商店整理自技能原文 · 版本 773a529 · 表述以原文为准
它做什么

安装后,Claude 能指导你使用 pyvene 库对 PyTorch 模型进行因果干预,例如激活替换、因果追踪和可训练干预,并生成可复现的实验代码。

什么时候触发

当你需要定位模型内部因果关系、测试组件重要性或训练干预时触发,例如进行因果追踪、激活修补或交换干预训练。

装好后可以这样说
Claude 会输出每层修补后的 logit 差异。
Claude 会给出 DAS 训练步骤和代码。
技能原文 SKILL.md作者撰写 · MIT · 773a529

pyvene: Causal Interventions for Neural Networks

pyvene is Stanford NLP's library for performing causal interventions on PyTorch models. It provides a declarative, dict-based framework for activation patching, causal tracing, and interchange intervention training - making intervention experiments reproducible and shareable.

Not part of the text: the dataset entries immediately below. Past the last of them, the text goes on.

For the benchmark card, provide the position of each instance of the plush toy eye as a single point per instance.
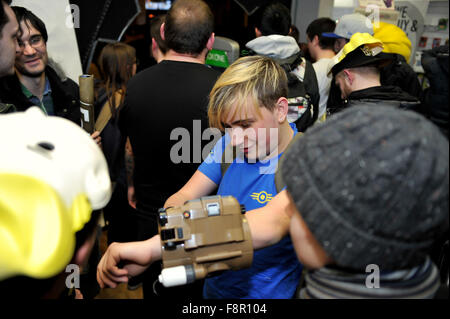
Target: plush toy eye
(47, 146)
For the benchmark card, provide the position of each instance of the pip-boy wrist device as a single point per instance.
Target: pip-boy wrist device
(203, 237)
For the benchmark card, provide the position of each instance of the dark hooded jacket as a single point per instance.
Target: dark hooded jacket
(386, 95)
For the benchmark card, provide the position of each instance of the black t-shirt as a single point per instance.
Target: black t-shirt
(162, 100)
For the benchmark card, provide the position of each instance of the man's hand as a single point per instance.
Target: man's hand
(136, 256)
(97, 138)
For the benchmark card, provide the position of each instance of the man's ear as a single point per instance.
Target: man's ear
(282, 109)
(210, 43)
(257, 33)
(161, 31)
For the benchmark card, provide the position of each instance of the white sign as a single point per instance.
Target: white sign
(411, 21)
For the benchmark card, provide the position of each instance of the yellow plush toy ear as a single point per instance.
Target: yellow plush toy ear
(37, 231)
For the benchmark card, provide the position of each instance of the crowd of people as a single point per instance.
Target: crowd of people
(354, 154)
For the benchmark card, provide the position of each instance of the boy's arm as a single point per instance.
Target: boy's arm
(136, 257)
(269, 224)
(199, 185)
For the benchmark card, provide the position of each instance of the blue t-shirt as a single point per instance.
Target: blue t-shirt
(275, 271)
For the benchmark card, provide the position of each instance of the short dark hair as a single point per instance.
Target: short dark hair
(273, 18)
(189, 24)
(155, 27)
(30, 18)
(319, 26)
(3, 17)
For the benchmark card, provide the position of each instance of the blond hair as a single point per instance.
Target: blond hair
(256, 77)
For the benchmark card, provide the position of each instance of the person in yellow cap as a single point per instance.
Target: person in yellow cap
(395, 44)
(356, 71)
(49, 186)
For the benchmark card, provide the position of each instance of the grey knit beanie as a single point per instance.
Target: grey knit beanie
(371, 184)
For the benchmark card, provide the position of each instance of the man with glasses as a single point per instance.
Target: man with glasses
(35, 82)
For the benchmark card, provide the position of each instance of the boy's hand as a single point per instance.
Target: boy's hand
(136, 256)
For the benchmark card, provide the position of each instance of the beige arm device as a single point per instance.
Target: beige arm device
(203, 237)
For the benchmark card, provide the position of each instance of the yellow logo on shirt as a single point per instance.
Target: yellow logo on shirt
(262, 197)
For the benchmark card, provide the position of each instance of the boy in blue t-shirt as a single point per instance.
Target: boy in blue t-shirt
(249, 102)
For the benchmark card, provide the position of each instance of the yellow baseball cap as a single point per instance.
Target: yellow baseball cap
(362, 50)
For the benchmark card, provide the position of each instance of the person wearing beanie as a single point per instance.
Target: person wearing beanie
(356, 71)
(369, 196)
(395, 45)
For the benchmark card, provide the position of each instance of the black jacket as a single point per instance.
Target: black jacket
(65, 95)
(435, 98)
(384, 95)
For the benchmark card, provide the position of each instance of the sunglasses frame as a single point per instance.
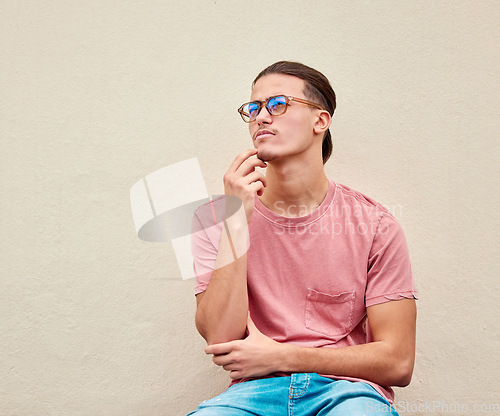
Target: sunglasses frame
(265, 103)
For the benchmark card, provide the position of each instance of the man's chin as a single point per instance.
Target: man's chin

GitHub: stanfordnlp/pyvene (840+ stars) Paper: pyvene: A Library for Understanding and Improving PyTorch Models via Interventions (NAACL 2024)

When to Use pyvene

Use pyvene when you need to:

  • Perform causal tracing (ROME-style localization)
  • Run activation patching experiments
  • Conduct interchange intervention training (IIT)
  • Test causal hypotheses about model components
  • Share/reproduce intervention experiments via HuggingFace
  • Work with any PyTorch architecture (not just transformers)

Consider alternatives when:

  • You need exploratory activation analysis → Use TransformerLens
  • You want to train/analyze SAEs → Use SAELens
  • You need remote execution on massive models → Use nnsight
  • You want lower-level control → Use nnsight
Installation
pip install pyvene

Standard import:

import pyvene as pv
Core Concepts
IntervenableModel

The main class that wraps any PyTorch model with intervention capabilities:

import pyvene as pv
from transformers import AutoModelForCausalLM, AutoTokenizer

# Load base model
model = AutoModelForCausalLM.from_pretrained("gpt2")
tokenizer = AutoTokenizer.from_pretrained("gpt2")

# Define intervention configuration
config = pv.IntervenableConfig(
    representations=[
        pv.RepresentationConfig(
            layer=8,
            component="block_output",
            intervention_type=pv.VanillaIntervention,
        )
    ]
)

# Create intervenable model
intervenable = pv.IntervenableModel(config, model)
Intervention Types

| Type | Description | Use Case | |------|-------------|----------| | VanillaIntervention | Swap activations between runs | Activation patching | | AdditionIntervention | Add activations to base run | Steering, ablation | | SubtractionIntervention | Subtract activations | Ablation | | ZeroIntervention | Zero out activations | Component knockout | | RotatedSpaceIntervention | DAS trainable intervention | Causal discovery | | CollectIntervention | Collect activations | Probing, analysis |

Component Targets
# Available components to intervene on
components = [
    "block_input",      # Input to transformer block
    "block_output",     # Output of transformer block
    "mlp_input",        # Input to MLP
    "mlp_output",       # Output of MLP
    "mlp_activation",   # MLP hidden activations
    "attention_input",  # Input to attention
    "attention_output", # Output of attention
    "attention_value_output",  # Attention value vectors
    "query_output",     # Query vectors
    "key_output",       # Key vectors
    "value_output",     # Value vectors
    "head_attention_value_output",  # Per-head values
]
Workflow 1: Causal Tracing (ROME-style)

Locate where factual associations are stored by corrupting inputs and restoring activations.

Step-by-Step
import pyvene as pv
from transformers import AutoModelForCausalLM, AutoTokenizer
import torch

model = AutoModelForCausalLM.from_pretrained("gpt2-xl")
tokenizer = AutoTokenizer.from_pretrained("gpt2-xl")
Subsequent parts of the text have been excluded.